$x +\frac 1 x\leq -2$ for $x\leq 0$ How do I prove this statement using algebra?

Question

$$(x + \frac{1}{x})\geq 2 \; \text{for} \; x>0 \tag{1}$$

$$(x + \frac{1}{x})\leq -2 \; \text{for} \; x<0 \tag{2}$$

I am looking for a proof that uses algebra, just algebra. I can prove it using the concepts of maxima & minima, and double derivative. But I’m looking for an algebraic proof.

Here’s what I did :

$($$\sqrt x$ - $\frac{1}{\sqrt x}$$)^{2}$ = $($$x$ + $\frac{1}{x}$$)$ - $2$

From here, it’s obvious that $x$ + $\frac{1}{x}$ is greater than or equal to $2$ for $x$ > $0$

The problem is, I can't prove $($$2$$)$ using this method, because $\sqrt x$ can’t take negative values.

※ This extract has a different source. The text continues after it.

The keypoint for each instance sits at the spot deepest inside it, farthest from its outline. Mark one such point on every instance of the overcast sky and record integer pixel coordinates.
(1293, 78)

How do I prove statement $($$2$$)$ using algebra?

Answer 1

For $x>0$ we need to prove that $$x^2+1\geq2x$$ or $$(x-1)^2\geq0.$$ For $x<0$ we need to prove that: $$x^2+1\geq-2x$$ or $$(x+1)^2\geq0.$$

Answer 2

Compare $x+\frac1x$ with the constant, $k$. If $x+\frac1x=k$ then $x$ is a root of $x^2-kx+1$. As this is a quadratic, it only has real roots when $b^2-4ac\geq0$, hence $k^2-4\geq0$, so $k$ is in $(-\infty,-2]\cup[2,+\infty)$. Since $k$ represents the horizontal line intersecting the graph $x+\frac1x$, the range of $x+\frac1x$ is the same as that of $k$.

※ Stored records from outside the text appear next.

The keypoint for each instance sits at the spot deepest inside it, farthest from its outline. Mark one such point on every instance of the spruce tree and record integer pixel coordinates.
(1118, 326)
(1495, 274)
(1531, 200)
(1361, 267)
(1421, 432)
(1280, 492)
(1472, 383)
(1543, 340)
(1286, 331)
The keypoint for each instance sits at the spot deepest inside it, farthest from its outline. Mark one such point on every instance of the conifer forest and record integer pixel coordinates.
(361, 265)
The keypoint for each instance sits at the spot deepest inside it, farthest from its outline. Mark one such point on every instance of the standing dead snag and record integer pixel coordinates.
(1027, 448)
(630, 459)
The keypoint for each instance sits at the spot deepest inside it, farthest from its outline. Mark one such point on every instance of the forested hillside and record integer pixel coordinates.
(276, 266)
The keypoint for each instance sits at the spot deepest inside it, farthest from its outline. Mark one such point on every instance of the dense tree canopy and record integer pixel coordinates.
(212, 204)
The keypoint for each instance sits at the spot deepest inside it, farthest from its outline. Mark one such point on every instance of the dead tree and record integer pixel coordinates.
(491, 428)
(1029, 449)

Then, since $x+\frac1x$ has the same sign as $x$, we must have $x+\frac1x$ in $(-\infty,-2]$ for $x<0$ or $x+\frac1x$ in $[2,+\infty)$, for $x>0$. This completes the proof.

Answer 3

For the first thesis: suppose absurd $x<0$, we have $x+\frac1x\geq2$. Multipling by $x$: $x^2-2x+1\leq0$. In other words: $(x-1)^2\leq0$ whichis impossible. So $x>0$.

For the second thesis: as the first $x>0$, we have: $x+\frac1x\leq-2$. Multipling by $x$: $x^2+2x+1\leq0$. This is equivalent to: $(x+1)^2\leq0$ that is impossible: so $x<0$.